Im vergangenen April hatten Kaftan und Srnka mit dem Beethoven Orchester ein Programm mit aktueller Musik erarbeitet, das im BaseCamp vor ausverkauftem Haus für eine Riesenbegeisterung beim rheinischen Publikum sorgte. Von wegen „altmodisch, romantisch und kuschelig schön“. Vielleicht setzt Nike Wagner einfach nicht auf die richtige Strategie, ihr Publikum für das 21. Jahrhundert zu gewinnen.

Ankommen im 21. Jahrhundert

Eine andere Frage ist: Sind ihre Programme tatsächlich so zeitgenössisch, wie Wagner vorgibt? Inhaltliches Herzstück ihrer Intendanz sind die Auftragskompositionen an Hugues Dufourt, Salvatore Sciarrino, Vladimir Tarnopolski, Bernhard Lang und Enno Poppe, die sich in ihren Neukompositionen mit jeweils einem Werk Beethovens auseinandersetzen. Dufourt und Sciarrino sind längst jenseits der 70 und ihre Werke ästhetisch eher Kinder des 20. Jahrhunderts.

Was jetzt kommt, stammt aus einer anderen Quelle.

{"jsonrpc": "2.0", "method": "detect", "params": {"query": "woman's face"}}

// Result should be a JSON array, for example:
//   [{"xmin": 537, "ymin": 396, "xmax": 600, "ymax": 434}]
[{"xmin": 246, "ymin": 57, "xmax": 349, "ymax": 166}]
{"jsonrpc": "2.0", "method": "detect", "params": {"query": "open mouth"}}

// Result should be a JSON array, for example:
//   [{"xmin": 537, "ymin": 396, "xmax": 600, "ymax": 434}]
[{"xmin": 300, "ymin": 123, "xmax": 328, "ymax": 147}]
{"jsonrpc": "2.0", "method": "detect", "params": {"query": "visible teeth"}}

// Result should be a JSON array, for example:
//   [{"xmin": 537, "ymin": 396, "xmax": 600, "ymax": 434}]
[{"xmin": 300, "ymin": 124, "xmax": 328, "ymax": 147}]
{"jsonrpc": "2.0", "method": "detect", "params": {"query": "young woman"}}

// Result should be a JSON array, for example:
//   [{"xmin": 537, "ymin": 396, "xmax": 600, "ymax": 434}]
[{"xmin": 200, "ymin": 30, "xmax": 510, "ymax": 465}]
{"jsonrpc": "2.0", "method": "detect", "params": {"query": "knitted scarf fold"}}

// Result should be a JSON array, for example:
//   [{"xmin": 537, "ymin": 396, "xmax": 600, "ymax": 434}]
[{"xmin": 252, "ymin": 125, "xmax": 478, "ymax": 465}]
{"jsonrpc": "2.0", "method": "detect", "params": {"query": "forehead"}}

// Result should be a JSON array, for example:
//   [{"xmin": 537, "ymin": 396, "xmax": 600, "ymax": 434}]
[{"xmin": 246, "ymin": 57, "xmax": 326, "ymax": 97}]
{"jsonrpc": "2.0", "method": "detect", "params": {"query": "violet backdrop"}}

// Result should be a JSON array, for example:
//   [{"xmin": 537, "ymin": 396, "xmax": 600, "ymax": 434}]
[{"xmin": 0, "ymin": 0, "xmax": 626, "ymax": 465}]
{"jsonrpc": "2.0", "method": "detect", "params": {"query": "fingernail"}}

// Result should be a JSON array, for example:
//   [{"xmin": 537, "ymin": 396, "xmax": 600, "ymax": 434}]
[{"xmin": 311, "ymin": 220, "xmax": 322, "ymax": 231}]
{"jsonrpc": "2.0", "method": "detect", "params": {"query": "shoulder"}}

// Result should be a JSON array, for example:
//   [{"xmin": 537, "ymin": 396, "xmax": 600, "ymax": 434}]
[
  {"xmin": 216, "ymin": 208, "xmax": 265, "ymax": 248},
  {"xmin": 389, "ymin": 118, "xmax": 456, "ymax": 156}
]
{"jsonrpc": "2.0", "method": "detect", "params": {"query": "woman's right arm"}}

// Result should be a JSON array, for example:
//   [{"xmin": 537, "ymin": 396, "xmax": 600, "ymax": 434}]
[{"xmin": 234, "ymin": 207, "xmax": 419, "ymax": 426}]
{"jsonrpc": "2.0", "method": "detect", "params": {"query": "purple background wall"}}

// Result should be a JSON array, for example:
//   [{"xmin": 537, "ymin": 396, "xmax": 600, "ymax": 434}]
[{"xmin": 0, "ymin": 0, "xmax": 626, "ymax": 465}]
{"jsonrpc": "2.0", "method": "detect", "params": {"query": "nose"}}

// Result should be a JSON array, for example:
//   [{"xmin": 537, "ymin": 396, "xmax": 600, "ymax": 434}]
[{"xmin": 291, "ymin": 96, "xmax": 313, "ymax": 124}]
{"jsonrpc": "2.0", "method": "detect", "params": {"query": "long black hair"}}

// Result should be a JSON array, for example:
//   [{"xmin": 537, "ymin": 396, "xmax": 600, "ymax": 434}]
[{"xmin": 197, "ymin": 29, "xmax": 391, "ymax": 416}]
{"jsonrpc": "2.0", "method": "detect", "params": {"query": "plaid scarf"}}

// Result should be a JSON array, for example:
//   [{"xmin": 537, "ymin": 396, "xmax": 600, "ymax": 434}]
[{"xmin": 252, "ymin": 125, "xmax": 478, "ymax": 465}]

Tarnopolski und Lang sind über 60 Jahre alt, Enno Poppe, der 2020 zum Zeitpunkt der Uraufführung 50 Jahre alt sein wird, ist in dieser Reihe der Junior. Frauen wie Olga Neuwirth, Isabel Mundry, Unsuk Chin oder Rebecca Saunders fehlen hier ebenso wie die jüngere Generation der Komponisten, die Talente wie Johannes Maria Staud, Gordon Kampe, Ina Meredi Arakelian, Miroslav Srnka und viele andere hervorgebracht hat. Srnka wird übrigens im Jubiläumsjahr beim Kölner Gürzenich-Orchester seine Beethoven-Kompetenz unter Beweis stellen.

Vielleicht werden im nächsten Jahr, wenn alle Kompositionen zu Beethovens 250. Geburtstag noch einmal beim Beethovenfest erklingen, einige kritische Geister fragen: Wann wird das Festival endlich im 21. Jahrhundert ankommen? Und dabei dann weniger das Publikum als die Intendanz im Blick haben.